The sequence used was a standard sequence that is generally available and easily applicable in the clinical routine.
In total, eleven protocols were studied since it was not clear which combination of acquisition parameters was best suited for LIC quantification. Originally, it was intended to determine the tissue parameters T1 and T2 with a nonlinear fitting process. To evaluate the feasibility of this, multiple parameter combinations seemed necessary and advantageous. Unfortunately, we were not successful (data not shown). Probably, this was caused by RF inhomogeneity, which was present in some patients at varying locations, and/or by banding artifacts. For SIR analysis, which also was planned from the beginning, it was unclear which parameters perform best and if, for the wide range of LIC values expected for our patients, a step-wise approach as proposed by Gandon would have been required [8 ].

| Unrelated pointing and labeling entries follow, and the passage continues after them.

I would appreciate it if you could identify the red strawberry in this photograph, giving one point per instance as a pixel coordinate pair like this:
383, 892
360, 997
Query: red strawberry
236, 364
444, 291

The paraspinal muscle signal as internal reference was proposed by Alustiza and Gandon to quantify LIC with GRE [8 ]
[9 ]. The motivation to investigate the correlation of the natural logarithm of SIR values rather than the SIR values themselves was previously published work on the SIR of gradient echo data [10 ].

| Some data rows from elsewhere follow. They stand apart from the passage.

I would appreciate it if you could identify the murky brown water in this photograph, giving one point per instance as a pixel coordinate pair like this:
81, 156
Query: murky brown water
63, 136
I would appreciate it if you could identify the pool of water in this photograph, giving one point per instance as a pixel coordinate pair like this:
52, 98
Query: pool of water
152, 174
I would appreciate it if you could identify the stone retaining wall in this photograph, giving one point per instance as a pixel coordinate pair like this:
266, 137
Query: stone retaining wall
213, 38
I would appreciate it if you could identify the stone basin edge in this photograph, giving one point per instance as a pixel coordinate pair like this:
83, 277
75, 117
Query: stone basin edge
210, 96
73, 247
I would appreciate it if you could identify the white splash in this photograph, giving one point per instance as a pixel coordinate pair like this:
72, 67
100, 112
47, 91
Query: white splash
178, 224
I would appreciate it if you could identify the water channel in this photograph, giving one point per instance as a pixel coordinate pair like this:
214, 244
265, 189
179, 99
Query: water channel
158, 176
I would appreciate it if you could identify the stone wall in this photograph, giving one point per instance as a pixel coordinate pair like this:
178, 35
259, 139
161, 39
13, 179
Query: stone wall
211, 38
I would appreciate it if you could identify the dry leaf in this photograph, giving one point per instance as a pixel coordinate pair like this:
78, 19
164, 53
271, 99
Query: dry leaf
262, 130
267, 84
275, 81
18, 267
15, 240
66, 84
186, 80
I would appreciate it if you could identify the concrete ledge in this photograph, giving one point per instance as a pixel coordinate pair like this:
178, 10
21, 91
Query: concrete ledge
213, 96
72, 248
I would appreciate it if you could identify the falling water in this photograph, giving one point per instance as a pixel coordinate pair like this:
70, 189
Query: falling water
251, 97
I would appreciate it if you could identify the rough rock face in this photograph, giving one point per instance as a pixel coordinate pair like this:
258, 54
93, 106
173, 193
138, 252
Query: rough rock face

The sensitivity and specificity previously reported for a sophisticated spoiled gradient echo (GRE) method requiring only a single breath hold were 0.98/0.67 for the 80 µmol/g (4.5 mg/g) threshold [11 ]. In this preliminary study we found superior specificity for bSSFP, which, however, still needs to be verified in larger patient numbers. Sensitivity was higher for GRE. Probably, a combination of GRE and bSSFP would be advantageous for reliable patient management.

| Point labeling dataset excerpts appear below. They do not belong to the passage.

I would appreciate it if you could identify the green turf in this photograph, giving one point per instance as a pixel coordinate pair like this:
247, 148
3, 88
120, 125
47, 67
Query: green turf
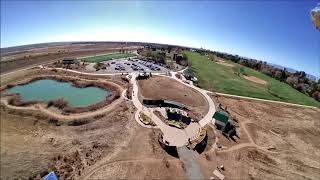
221, 78
107, 57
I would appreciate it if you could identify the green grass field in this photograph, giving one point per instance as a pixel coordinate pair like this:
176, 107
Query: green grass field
221, 78
107, 57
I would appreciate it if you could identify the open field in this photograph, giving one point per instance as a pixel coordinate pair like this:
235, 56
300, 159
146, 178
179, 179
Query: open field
276, 142
216, 77
165, 88
107, 57
27, 58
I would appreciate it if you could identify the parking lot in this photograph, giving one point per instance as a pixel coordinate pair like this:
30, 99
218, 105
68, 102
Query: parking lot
128, 65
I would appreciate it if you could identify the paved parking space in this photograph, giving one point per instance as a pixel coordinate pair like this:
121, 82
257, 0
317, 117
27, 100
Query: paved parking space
127, 66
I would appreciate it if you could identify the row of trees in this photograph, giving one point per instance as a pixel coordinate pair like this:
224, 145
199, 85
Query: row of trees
297, 80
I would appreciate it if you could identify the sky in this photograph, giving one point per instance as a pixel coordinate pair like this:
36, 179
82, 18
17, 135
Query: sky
279, 32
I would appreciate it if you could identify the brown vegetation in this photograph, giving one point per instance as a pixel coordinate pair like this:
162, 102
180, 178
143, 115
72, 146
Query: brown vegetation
36, 56
276, 141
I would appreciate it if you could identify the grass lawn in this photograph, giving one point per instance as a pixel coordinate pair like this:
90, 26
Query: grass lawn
220, 78
107, 57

The major advantage of the method presented here is the simple mathematical approach avoiding an extensive fitting process. Compared to other SIR approaches at 1.5 T, bSSFP has the benefit of covering a large LIC range, avoiding the need for an additional protocol to address excessive iron overload [12 ]. With these benefits, bSSFP is probably suited for liver iron overload screening.
Limitations
The high sensitivity of the bSSFP sequence to magnetic field inhomogeneities is probably one reason for the scatter of the measured SIR values, since a standard bSSFP sequence was used. Maybe, results could be enhanced using proposed measures to reduce bSSFP signal reduction caused by susceptibility effects [13 ]
[14 ].
The number of patients studied was small. Furthermore, LIC reference values were not normally distributed. In detail, a single value was nearly double the second largest. Therefore, the obtained calibration equation may be not very reliable. Further studies with larger patient numbers and a distribution of LIC reference values closer to Gaussian distribution are needed to evaluate the suitability of the bSSFP sequence more thoroughly.
Despite these limitations, we were able to show that bSSFP, an efficient and fast sequence that is, however, sensitive to susceptibility effects, is suitable for the quantification of liver iron content. Sequence variants which are more robust against susceptibility artifacts should be studied for their potential to improve the method.